Because each iteration is a separate hypothesis test on data modified
by the previous iteration, the raw p-values overstate significance.
iterative_scan() collects the raw p-values from all
iterations and applies the Holm–Bonferroni correction at the end:
iter_rj <- iterative_scan(
cases = rj_mortality$cases,
population = rj_mortality$live_births,
region_id = rj_mortality$region_id,
x = rj_mortality$x,
y = rj_mortality$y,
node_id = rj_mortality$node_id,
tree = rj_tree,
max_iter = 5, alpha = 0.05,
nsim = 999, seed = 2016,
max_pop_pct = 0.50, n_cores = 4L
)
print(iter_rj)The returned clusters data.frame has one row per
iteration with the raw p-value, the Holm-adjusted p-value, and a
significant flag:
iter_rj$clusters[, c("iteration", "node_id", "n_regions",
"llr", "pvalue", "pvalue_adjusted",
"significant")]Mapping the iterative result uses the same S3 dispatch:
cr_it <- merge(get_cluster_regions(iter_rj, overlap = TRUE),
unique(rj_mortality[, c("region_id", "ibge_code")]),
by = "region_id")
mun_it <- merge(mun, cr_it, by.x = "code6", by.y = "ibge_code",
all.x = TRUE)
ggplot(mun_it) +
geom_sf(aes(fill = factor(cluster)), color = "gray40", alpha = 0.75) +
scale_fill_manual(values = c("1" = "#C44E52", "2" = "#4C72B0",
"3" = "#55A868", "4" = "#8172B2",
"5" = "#CCB974"),
na.value = "gray95", na.translate = FALSE) +
facet_wrap(~ panel) +
theme_minimal() + theme(legend.position = "none")When to use which:
filter_clusters() /
get_cluster_regions(n_clusters = N) when you want to follow
Cançado et al. (2025) exactly.iterative_scan() when residual clustering is
plausible and you want a sequence of conditionally distinct clusters
with proper multiple-testing control.The Monte Carlo step (replicates of the null Poisson/Binomial counts
under proportional intensities) dominates the runtime. All scan
functions accept n_cores, which parallelises the Monte
Carlo step via OpenMP. On a 4-core laptop the Rio de Janeiro analysis
runs in under 20 seconds with nsim = 999; the Chicago
analysis (much larger tree) takes around two minutes.
For tasks where the case counts are concentrated near the leaves and
the tree is deep, aggregate_tree() can be used to compute
the internal-node sums once and reuse them across calls.

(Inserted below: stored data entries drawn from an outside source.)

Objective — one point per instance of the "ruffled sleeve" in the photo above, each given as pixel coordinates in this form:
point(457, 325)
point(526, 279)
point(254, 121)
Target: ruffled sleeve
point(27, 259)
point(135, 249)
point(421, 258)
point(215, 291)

The inst/examples/ directory of the installed package
contains fully annotated worked examples for all four datasets:
list.files(system.file("examples", package = "treeSS"))
#> [1] "example_brazil_rj.R" "example_chicago.R"
#> [2] "example_florida.R" "example_london.R"The Florida script demonstrates the full workflow from raw long data
— building the ICD-10 tree from scratch, downloading county polygons via
tigris, assembling parallel input vectors and plotting with
ggplot2. The London script illustrates the use of a
non-medical tree (light × road × junction) on traffic collisions, with
an interactive leaflet map.
These two examples are also the basis of the detailed use cases in the companion R Journal paper.
Cançado, A. L. F., Oliveira, G. S., Quadros, A. V. C., & Duczmal, L. H. (2025). A tree-spatial scan statistic. Environmental and Ecological Statistics, 32, 953–978. doi:10.1007/s10651-025-00670-w
Kulldorff, M. (1997). A spatial scan statistic. Communications in Statistics — Theory and Methods, 26(6), 1481–1496.
Kulldorff, M., Fang, Z., & Walsh, S. J. (2003). A tree-based scan statistic for database disease surveillance. Biometrics, 59(2), 323–331.
Zhang, Z., Assunção, R., & Kulldorff, M. (2010). Spatial scan statistics adjusted for multiple clusters. Journal of Probability and Statistics, 2010, 642379.
Holm, S. (1979). A simple sequentially rejective multiple test procedure. Scandinavian Journal of Statistics, 6(2), 65–70.